Flowchart of the methodology of the assessment. The pressure pain threshold (PPT) was assessed at 8 body sites. After testing for maximum voluntary contraction (MVC) of m. quadriceps, the subjects performed an isometric contraction of the right m. quadriceps corresponding to 30% of their individual MVC. The PPT at m. deltoideus was assessed before and approximately every 20 seconds during the contraction or for 5 minutes or until exhaustion. *10 to 15 minutes.

Figure 2.

Normalized pressure pain thresholds (PPTs) (mean ± SEM) at baseline, start, middle, and end of a standardized isometric contraction of m. quadriceps corresponding to 30% of maximum voluntary contraction (MVC) assessed at the resting m. deltoideus. There was a significant difference between the groups at middle (P = 0.001) and end (P = 0.003) of contraction, implying reduced exercise-induced hypoalgesia in patients with fibromyalgia (FM). The curves were adjusted (by adding a coefficient) so that the baseline value always corresponded to 1. Normalized PPT = PPT during contraction/baseline PPT. Statistically significant differences from controls are indicated **P < 0.01.

Figure 3.

Gene-to-gene interactions between (A) OPRM1 x 5-HTT and (B) OPRM1 x 5-HT1a in fibromyalgia patients and healthy controls grouped together. Assessments were based on the pain modulation score (mean ± SEM), assessing the amount of central pain inhibition during isometric exercise. A significant effect was seen in subjects with OPRM1 G-genotype for both serotonergic genes. Subjects with low-expressing 5-HTT or 5-HT1a G-genotype, respectively, had higher pain modulation scores compared with high-expressing 5-HTT (P = 0.023) or 5-HT1a CC-genotype (P = 0.037). PPT = pressure pain threshold. Pain modulation score = (PPT end − PPT baseline)/PPT baseline. *P < 0.05.

Figure 4.

Gene-to-gene interactions between OPRM1a and 5-HTT in (A) patients with fibromyalgia (FM) and (B) healthy controls when assessing exercise-induced hypoalgesia. A significant interaction was found in patients with FM (P < 0.05)—subjects with OPRM1 G-genotype had a significantly higher pain modulation score if they also were genetically inferred 5-HTT low expressing compared with 5-HTT high expressing (P < 0.01). In accordance, the analysis exhibited a trend in low-expressing 5-HTT carriers where OPRM1 G-genotype conferred a higher pain modulation score than AA-genotype (P = 0.10). No significant interactions were found in the control group. PPT = pressure pain threshold. Pain modulation score = (PPT end − PPT baseline)/PPT baseline.

Figure 5.

Gene-to-gene interactions between OPRM1a and 5-HT1a in (A) patients with fibromyalgia (FM) and (B) healthy controls when assessing exercise-induced hypoalgesia.

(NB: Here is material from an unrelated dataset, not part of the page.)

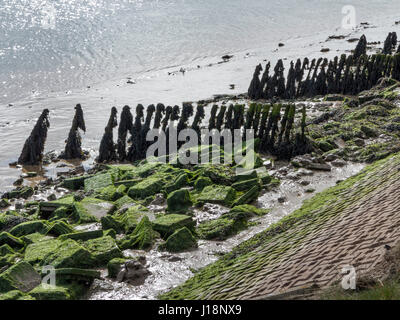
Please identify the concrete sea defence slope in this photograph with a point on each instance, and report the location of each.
(348, 224)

There was a significant interaction of OPRM1 and 5-HT1a in the healthy control group (P < 0.05). OPRM1 AA-genotypes had a significantly higher pain modulation score if they also were 5-HT1a CC-carriers compared with G-carriers (P < 0.05). A trend supporting the results was exhibited for 5-HT1a CC-genotypes, who had a higher pain modulation score if they were OPRM1 AA-carriers compared with G-carriers (P = 0.059). PPT = pressure pain threshold. Pain modulation score = (PPT end − PPT baseline)/PPT baseline.